Ongoing Projects

Mechanobiology of Chronic Liver Disease:

Liver cirrhosis, the end-stage of advanced chronic liver disease (ACLD), is a leading cause of adult mortality in Europe. ACLD progression involves pro-fibrogenic changes in liver sinusoidal endothelial cells (LSECs) and hepatic stellate cells (HSCs), leading to increased vascular resistance and extracellular matrix deposition. This project investigates the mechanistic link between extracellular matrix stiffness, intercellular communication, and nuclear tension in liver fibrosis. We employ genetically modified mouse models to dissect cellular crosstalk mediated by the endothelial CCL22-CCR4 axis under conditions of increased mechanical forces. Using conditional knockout and reporter mice, we modulate signaling between endothelial cells, immune cells, and HSCs to identify how mechanical cues—including matrix stiffness and sinusoidal pressure—drive fibrogenic responses. This work examines nuclear mechanoprotective mechanisms remodeling in both 2D and 3D culture systems, complemented by in vivo validation in MASH and fibrosis models. The study aims to uncover novel therapeutic targets by elucidating how liver stiffness perpetuates hepatic fibrosis through mechanotransduction pathways.

Exploring Novel Therapeutic Strategies for Liver Cirrhosis and Portal Hypertension:

Chronic liver disease (CLD) is responsible for over 2 million deaths worldwide annually, yet no approved disease-modifying therapies exist. Carvedilol, a non-selective beta-blocker, reduces portal pressure in cirrhotic patients by decreasing splanchnic blood flow, but its intrahepatic mechanisms remain poorly understood. Our project investigates whether carvedilol improves the hepatic microenvironment by enhancing LSEC function and reducing HSC activation. Using rodent models of cirrhosis and portal hypertension, we assess cellular and molecular endpoints through omics and imaging technologies to characterize carvedilol's effects beyond hemodynamic modulation.
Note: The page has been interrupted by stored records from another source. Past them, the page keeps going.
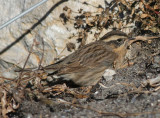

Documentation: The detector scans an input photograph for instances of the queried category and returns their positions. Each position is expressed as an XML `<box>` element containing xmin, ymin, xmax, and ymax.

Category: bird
<box><xmin>15</xmin><ymin>30</ymin><xmax>129</xmax><ymax>87</ymax></box>
<box><xmin>39</xmin><ymin>30</ymin><xmax>128</xmax><ymax>86</ymax></box>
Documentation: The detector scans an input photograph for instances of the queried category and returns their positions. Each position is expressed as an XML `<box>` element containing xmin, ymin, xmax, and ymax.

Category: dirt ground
<box><xmin>0</xmin><ymin>0</ymin><xmax>160</xmax><ymax>118</ymax></box>
<box><xmin>9</xmin><ymin>39</ymin><xmax>160</xmax><ymax>118</ymax></box>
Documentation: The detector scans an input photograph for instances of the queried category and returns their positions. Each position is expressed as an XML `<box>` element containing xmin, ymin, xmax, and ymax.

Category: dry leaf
<box><xmin>141</xmin><ymin>14</ymin><xmax>149</xmax><ymax>18</ymax></box>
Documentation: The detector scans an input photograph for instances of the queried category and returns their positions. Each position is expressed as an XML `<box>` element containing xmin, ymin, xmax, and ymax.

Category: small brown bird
<box><xmin>43</xmin><ymin>30</ymin><xmax>128</xmax><ymax>86</ymax></box>
<box><xmin>16</xmin><ymin>30</ymin><xmax>129</xmax><ymax>86</ymax></box>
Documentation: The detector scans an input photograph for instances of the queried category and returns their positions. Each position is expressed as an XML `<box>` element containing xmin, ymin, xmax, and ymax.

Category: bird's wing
<box><xmin>44</xmin><ymin>41</ymin><xmax>117</xmax><ymax>74</ymax></box>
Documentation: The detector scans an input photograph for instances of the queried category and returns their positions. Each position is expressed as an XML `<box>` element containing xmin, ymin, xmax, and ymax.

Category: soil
<box><xmin>9</xmin><ymin>39</ymin><xmax>160</xmax><ymax>118</ymax></box>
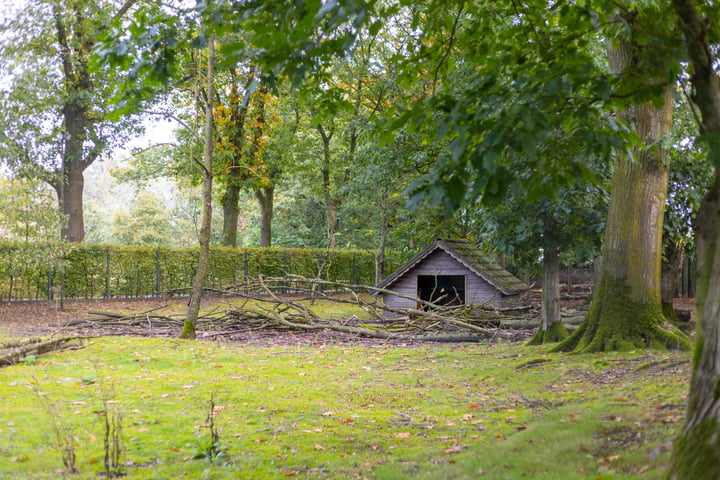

In parallel, we explore nanotechnology-based therapies for liver fibrosis. Silymarin (SMR), an antifibrotic compound with promising effects, suffers from limited bioavailability. In collaboration with Prof. Paola Luciani's group, we combine phospholipids with SMR to enhance hepatic uptake and evaluate the antifibrotic effects of nanodrug formulations—such as polyenylphosphatidylcholine (PPC) combined with SMR—in advanced CLD models. This work aims to develop targeted delivery systems that maximize therapeutic efficacy while minimizing systemic exposure.

Epigenetic Changes in Liver Fibrosis:

Traditional in vitro platforms inadequately recapitulate the complex pathophysiological conditions of liver fibrosis in vivo, limiting therapeutic development. This project investigates chromatin remodeling in liver cells across in vitro and in vivo settings to identify epigenetic mechanisms underlying fibrosis. By profiling histone modifications, DNA methylation, and chromatin accessibility in LSECs, HSCs, and hepatocytes, we aim to uncover upstream regulatory events that influence disease progression. Using advanced 2D and 3D culture systems alongside murine fibrosis models, we characterize how mechanical forces and matrix stiffness alter the epigenetic landscape. This research provides fundamental insights into epigenetic regulation of endothelial dysfunction and fibrogenesis, informing the design of epigenetic therapies for CLD.

Mechanisms of Fibrosis Regression in Cirrhosis:

Liver cirrhosis can lead to severe complications, liver transplantation, and death. Clinical evidence supports reversibility of cirrhosis upon removal of the underlying injury, yet the mechanisms of fibrosis regression remain underexplored. Signaling pathways including Hippo, Hedgehog, Notch, and Wnt have been linked to fibrosis, and modulating their activity may promote regression. However, these pathways have not been systematically tested in regression models, and reliable biomarkers to predict therapeutic response are lacking. This project aims to elucidate the molecular mechanisms underlying fibrosis regression in ACLD and cirrhosis using genetic and pharmacological approaches in rodent models. We employ lineage tracing, single-cell RNA sequencing, and functional assays to identify HSC deactivation pathways and characterize changes in the cellular and extracellular microenvironment during regression. Understanding the role of novel pathways in fibrosis resolution could lead to targeted therapies that accelerate recovery, reducing mortality, transplantation needs, and the medical and economic burden of CLD.